History

United Kingdom
- Name: Harriot
- Builder: America
- Launched: 1803
- Acquired: Circa 1806
- Captured: 1808

General characteristics
- Tons burthen: 205 (bm)
- Armament: 4 × 4-pounder guns + 12 × 12-pounder carronades

= Harriot (1806 ship) =

19th century ship

Harriot (or Harriet) was launched in America in 1803, possibly under another name. In 1806 she made a voyage as a slave ship. In 1807 she started a second such voyage, one of the last legal such voyages, but a French privateer captured her before she could deliver to the British West Indies the slaves she had acquired.

Harriot first appeared in Lloyd's Register (LR) in 1806.

| Year | Master | Owner | Trade | Source |
|---|---|---|---|---|
| 1806 | J.Woodrick | Shaw & Co. | Liverpool–Africa | LR |

1st slave voyage (1806–1807): Captain John Woolrich sailed from Liverpool on 20 February 1806, bound for Lagos Onim. After having acquired her slaves, Harriot stopped in at Prince's Island. She arrived at Demerara on 3 October 1806 with 240 slaves. The 240 slaves were offered for sale on 11 October. Captain P. Stuart replaced Woolrich at some point, and she arrived at Demerara under Stuart's command. Harriot cleared outbound on 12 December and sailed from Demerara on 20 December under the command of Captain Peter Stewart. She arrived back at Liverpool on 16 February 1807. She had left Liverpool with 34 crew members and she suffered nine crew deaths on her voyage.
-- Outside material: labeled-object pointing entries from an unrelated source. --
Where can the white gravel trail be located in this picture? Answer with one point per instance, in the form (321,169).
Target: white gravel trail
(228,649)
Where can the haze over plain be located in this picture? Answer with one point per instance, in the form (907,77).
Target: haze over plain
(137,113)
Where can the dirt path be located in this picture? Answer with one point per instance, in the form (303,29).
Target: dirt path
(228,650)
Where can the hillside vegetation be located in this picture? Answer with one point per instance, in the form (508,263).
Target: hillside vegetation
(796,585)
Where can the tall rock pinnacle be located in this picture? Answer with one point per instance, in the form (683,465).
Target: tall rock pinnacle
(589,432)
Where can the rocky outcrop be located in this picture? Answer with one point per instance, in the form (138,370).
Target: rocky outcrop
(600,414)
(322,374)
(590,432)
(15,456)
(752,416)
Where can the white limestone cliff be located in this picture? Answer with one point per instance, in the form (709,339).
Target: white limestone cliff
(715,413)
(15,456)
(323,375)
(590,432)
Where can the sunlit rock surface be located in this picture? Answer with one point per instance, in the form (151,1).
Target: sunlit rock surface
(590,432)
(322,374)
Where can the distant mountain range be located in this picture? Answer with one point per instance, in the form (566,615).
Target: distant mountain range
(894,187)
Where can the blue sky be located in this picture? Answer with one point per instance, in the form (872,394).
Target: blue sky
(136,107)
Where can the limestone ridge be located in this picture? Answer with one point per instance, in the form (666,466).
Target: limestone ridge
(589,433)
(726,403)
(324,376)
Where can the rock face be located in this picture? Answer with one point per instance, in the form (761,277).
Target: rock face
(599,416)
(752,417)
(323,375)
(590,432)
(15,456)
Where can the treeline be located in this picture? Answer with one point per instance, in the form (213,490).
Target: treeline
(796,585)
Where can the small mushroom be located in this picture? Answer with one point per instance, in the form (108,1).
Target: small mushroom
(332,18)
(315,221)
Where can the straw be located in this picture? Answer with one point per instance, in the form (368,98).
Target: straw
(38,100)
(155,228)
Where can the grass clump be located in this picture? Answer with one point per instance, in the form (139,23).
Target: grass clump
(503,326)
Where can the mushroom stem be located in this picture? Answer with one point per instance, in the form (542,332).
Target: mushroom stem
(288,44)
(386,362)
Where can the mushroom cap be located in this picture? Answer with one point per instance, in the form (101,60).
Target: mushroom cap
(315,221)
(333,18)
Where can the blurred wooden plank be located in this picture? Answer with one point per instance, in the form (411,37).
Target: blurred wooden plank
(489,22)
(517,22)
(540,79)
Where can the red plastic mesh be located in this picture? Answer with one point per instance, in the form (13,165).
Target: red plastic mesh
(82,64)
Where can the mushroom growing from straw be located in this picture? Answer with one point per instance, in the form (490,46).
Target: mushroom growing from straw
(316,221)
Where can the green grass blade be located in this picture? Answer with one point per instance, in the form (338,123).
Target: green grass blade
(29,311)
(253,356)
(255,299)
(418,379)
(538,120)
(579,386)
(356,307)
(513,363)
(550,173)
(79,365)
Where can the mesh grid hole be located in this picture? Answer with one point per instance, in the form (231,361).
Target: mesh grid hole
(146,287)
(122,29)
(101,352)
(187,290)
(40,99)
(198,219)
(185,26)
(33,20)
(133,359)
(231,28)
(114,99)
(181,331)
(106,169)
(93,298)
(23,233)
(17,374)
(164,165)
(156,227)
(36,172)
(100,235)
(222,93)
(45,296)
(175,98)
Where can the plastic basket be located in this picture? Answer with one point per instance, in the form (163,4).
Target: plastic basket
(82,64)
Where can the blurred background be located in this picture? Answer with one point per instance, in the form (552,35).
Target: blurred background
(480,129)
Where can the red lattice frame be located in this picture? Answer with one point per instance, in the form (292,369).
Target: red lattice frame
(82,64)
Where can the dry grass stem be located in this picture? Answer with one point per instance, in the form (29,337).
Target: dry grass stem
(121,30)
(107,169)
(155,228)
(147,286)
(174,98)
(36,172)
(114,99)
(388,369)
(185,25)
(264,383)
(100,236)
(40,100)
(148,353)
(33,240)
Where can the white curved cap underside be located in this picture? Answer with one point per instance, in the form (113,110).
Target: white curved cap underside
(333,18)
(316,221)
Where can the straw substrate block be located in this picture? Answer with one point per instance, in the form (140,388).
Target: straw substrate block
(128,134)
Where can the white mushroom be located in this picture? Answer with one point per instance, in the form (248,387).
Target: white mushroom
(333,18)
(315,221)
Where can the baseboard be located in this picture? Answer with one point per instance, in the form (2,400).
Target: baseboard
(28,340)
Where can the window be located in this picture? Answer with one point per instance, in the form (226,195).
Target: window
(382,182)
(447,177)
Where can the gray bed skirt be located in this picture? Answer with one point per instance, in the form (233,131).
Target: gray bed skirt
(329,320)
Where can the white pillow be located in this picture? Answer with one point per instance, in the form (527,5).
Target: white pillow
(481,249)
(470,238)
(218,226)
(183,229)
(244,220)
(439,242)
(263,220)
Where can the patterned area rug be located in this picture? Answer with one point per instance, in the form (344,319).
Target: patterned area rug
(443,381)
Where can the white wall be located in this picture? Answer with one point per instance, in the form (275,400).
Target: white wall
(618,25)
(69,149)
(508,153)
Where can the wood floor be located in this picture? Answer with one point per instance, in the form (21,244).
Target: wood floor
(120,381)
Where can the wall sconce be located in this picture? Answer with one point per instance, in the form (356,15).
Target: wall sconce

The Act for the abolition of the slave trade had passed Parliament in March 1807 and took effect on 1 May 1807. However, apparently Harriot had received clearance to sail before the deadline. Thus, when she sailed on 9 July, she did so legally. (The last vessel to sail legally was , which sailed on 27 July, having received clearance to sail on 28 April.)

2nd slave voyage (1807–capture): Captain James Irwin sailed from Liverpool on 9 July 1807, bound for Loango. In February 1808 or so, the privateer Général Ernouf captured Harriot, as Harriet was sailing from Africa to the West Indies, and possibly sent her into Cayenne.

The LR volume for 1809 carried the annotation "captured" beneath her name.